If the reason the fuse blew was a liquid spill then carefully clean the area around the WLED driver (front and back of board) and if possible, examine closely with magnification to determine if there is residue or obvious corrosion. Clean with 99% pure isopropyl alcohol and a toothbrush.
If you want to be careful before replacing fuse you could check the resistance on all of the WLED pins to ground to see if there is a problem. There is a chart of typical values earlier in the thread.
Another common fault that causes fuse to blow are shorts inside the LVDS connector. Check the resistance between the backlight voltage pins on the connector to ground. Sometimes there is an internal short. Sometimes possible to straighten the pins under heavy magnification but connector replacement is most likely going to be the solution.
The soldering method I use for replacing the fuse is:
1) Using 2 fine tip soldering irons, one on each end of the fuse, and lift the fuse off. Kind of like hot tweezers.
2) Clean the solder pads on the board removing any large quantity of solder left behind.
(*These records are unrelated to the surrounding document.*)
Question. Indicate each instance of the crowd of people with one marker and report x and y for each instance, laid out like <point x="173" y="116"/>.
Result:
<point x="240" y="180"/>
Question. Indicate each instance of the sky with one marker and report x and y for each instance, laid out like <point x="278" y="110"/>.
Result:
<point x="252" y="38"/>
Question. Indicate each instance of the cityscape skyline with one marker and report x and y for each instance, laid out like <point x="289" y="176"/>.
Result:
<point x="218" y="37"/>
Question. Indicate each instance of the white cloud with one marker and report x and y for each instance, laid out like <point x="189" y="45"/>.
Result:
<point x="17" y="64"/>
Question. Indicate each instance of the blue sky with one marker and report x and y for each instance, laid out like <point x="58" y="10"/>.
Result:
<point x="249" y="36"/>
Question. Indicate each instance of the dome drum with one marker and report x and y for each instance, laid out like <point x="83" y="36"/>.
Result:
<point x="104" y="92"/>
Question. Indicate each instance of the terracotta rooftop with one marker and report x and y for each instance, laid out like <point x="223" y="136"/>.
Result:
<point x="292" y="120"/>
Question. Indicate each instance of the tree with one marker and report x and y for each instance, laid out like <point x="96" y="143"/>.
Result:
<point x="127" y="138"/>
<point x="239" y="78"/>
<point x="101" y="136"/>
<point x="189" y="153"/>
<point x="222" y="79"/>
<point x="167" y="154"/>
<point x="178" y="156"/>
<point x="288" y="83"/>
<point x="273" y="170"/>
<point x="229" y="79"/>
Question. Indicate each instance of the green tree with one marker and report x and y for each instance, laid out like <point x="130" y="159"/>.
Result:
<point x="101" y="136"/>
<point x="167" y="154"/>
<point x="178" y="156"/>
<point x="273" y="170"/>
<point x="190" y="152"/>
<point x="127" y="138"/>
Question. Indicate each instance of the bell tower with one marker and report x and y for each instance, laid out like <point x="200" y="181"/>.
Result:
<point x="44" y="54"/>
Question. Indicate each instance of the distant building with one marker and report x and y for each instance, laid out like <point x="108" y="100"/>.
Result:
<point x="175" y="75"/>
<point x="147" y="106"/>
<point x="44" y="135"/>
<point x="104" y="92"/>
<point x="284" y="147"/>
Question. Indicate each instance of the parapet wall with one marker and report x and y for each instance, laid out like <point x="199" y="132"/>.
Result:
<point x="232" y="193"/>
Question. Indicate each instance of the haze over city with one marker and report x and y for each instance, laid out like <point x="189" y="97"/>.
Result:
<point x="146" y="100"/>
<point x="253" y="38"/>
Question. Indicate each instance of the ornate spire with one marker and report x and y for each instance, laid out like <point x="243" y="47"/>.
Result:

3) Apply solder flux to the pads.
4) Under magnification, place the new fuse on the pads and hold down the centre of the fuse with fine tip tweezers.
5) With one soldering iron apply solder to one end of the fuse.
6) Remove tweezers and move to other end of fuse and apply solder. Touch up as required.
Caution needs to be exercised to not apply too much heat for too long. Fuses are thermal devices by nature and you can end up blowing the fuse just by too much heat in the soldering process.
As far as the tools the primary concern is a decent soldering iron and a very fine tip. I use a Metcal
SP-200
with a tip something like the SSC-726A tip shown on the page. I use a 700 series (temperature) tip.
I personally don't see how you can do it without magnification but some people seem to achieve this. Binocular microscope is ideal.